Мустафа-паша был очарован Парижем и сходил с ума по всему, носившему на себе признаки французской культуры. Он воспитал свою единственную дочь на европейский лад. Когда я с ней познакомилась, она была очень элегантной, парижского склада, 28-летней женщиной. Она приняла меня и m-me Ону с нескрываемой радостью. «Какое счастье, – сказала она нам, – говорить с людьми, вносящими в мое одиночество свежую струю европейской культуры». Она заговорила о своих страданиях, жаловалась на оторванность от внешнего мира, давала на наши вопросы подробные ответы и пригласила нас к обеду, за которым прислуживали ей евнухи, в черных одеяниях, так называемых стамбулинах. Эти евнухи держались чрезвычайно торжественно и производили впечатление чего-то среднего между господином и слугой.
«Отец мой, для того, чтобы вырвать меня из тисков рабства, – рассказывала она, – посоветовал мне выйти замуж за его друга Галил-пашу, посланника в Париже, одного из образованнейших и богатейших людей Турции. Несмотря на то, что Галил был на 30 лет старше меня, меня соблазнила перспектива жить в Париже и испытать свободную жизнь европейских женщин. Я вышла за него замуж, и мы покинули Каир, но вместо того, чтобы ехать в Париж на место своего назначения, он меня привез в Константинополь, где у него произошло разногласие с великим визирем, на чьей стороне был и султан. Галил-паша должен был подать в отставку, и таким образом я никогда не увидела Парижа», – говоря это, она расплакалась. «Муж мой стал снова турком, старотурком после своей отставки. Можно было подумать, что он никогда не покидал Константинополь и никогда не отказывался от своих предубеждений: я стала рабой, подобно другим турчанкам, и мне оставалось скорее с камнем на шее броситься в воду, чем после того, как я испытала на себе свободу европейских женщин, быть запертой в гареме до конца дней своих».
Ее слова меня глубоко тронули. Хотя она говорила тепло и убедительно, я вскоре заметила пробелы в ее образовании и бездну, разделявшую наши мировоззрения. Так, например, чтобы доказать, что Галил-паша не был джентльменом, как она выражалась, рассказала нам буквально следующее: «Несколько дней после свадьбы, – говорила она, – муж мой забрал у меня двух моих прислужниц, этот неблагородный поступок меня, конечно, очень возмутил».
«Он забрал у вас ваших прислужниц? – спросила m-me Ону. – Но почему же?»
«Ну, конечно, для сожития с ними. Это мелочно, не правда ли? Эти прислужницы были моим отцом куплены в счет моего приданого.
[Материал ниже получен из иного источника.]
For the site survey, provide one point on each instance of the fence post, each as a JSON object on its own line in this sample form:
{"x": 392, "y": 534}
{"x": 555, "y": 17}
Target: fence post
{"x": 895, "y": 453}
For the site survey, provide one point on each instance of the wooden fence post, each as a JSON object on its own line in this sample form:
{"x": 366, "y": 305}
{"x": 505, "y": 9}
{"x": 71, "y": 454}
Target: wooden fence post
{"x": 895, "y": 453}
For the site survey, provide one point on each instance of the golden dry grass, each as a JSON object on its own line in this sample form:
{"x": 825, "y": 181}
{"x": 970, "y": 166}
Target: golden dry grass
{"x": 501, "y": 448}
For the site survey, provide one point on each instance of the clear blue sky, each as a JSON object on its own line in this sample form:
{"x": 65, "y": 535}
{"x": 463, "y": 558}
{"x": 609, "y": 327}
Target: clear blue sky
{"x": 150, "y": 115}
Отец мой, чрезвычайно чуткий человек, был так же, как и я, возмущен этим поступком моего мужа и в знак своего презрения послал Галилю четырех женщин, купленных на свои деньги». Говоря это, она, казалось, ждала выражения сочувствия с нашей стороны. «Вскоре после этого мой муж, спекулируя и играя, совершенно разорился, и отец мой добился разрешения на мой развод».
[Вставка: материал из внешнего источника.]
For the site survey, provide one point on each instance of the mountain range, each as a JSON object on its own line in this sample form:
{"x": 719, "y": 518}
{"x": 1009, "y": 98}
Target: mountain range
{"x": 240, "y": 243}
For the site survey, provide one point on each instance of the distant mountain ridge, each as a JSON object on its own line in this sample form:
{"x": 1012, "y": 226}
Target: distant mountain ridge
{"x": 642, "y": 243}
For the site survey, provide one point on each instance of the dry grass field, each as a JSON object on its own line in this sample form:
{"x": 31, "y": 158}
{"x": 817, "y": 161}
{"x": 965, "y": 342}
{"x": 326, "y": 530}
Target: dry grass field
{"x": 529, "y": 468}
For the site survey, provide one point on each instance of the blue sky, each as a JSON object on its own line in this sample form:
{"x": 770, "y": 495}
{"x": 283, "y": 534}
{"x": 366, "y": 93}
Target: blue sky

«Но стали ли вы свободнее после этого?» – «Нет, – ответила она, – меня во дворце строго охраняют евнухи, отдающие при дворе отчет о каждом моем шаге, о каждом слове. К счастью, они не понимают по-французски. Единственное развлечение у меня – купание и прогулки в каюке, но всегда под густой вуалью. Очень редко посещают меня дамы из дипломатического корпуса, для чего заранее должно быть получено разрешение. Если бы такие посещения часто повторялись, султан прекратил бы их разрешать».
Эти слова принцессы еще более убедили меня, сколько необразованности еще кроется под этим кажущимся покровом цивилизации. В дальнейшем разговоре она нам сообщила, что у нее похитили жемчужное ожерелье и что она была вынуждена заставить бичевать своих прислужниц до тех пор, пока провинившаяся не признает своей вины.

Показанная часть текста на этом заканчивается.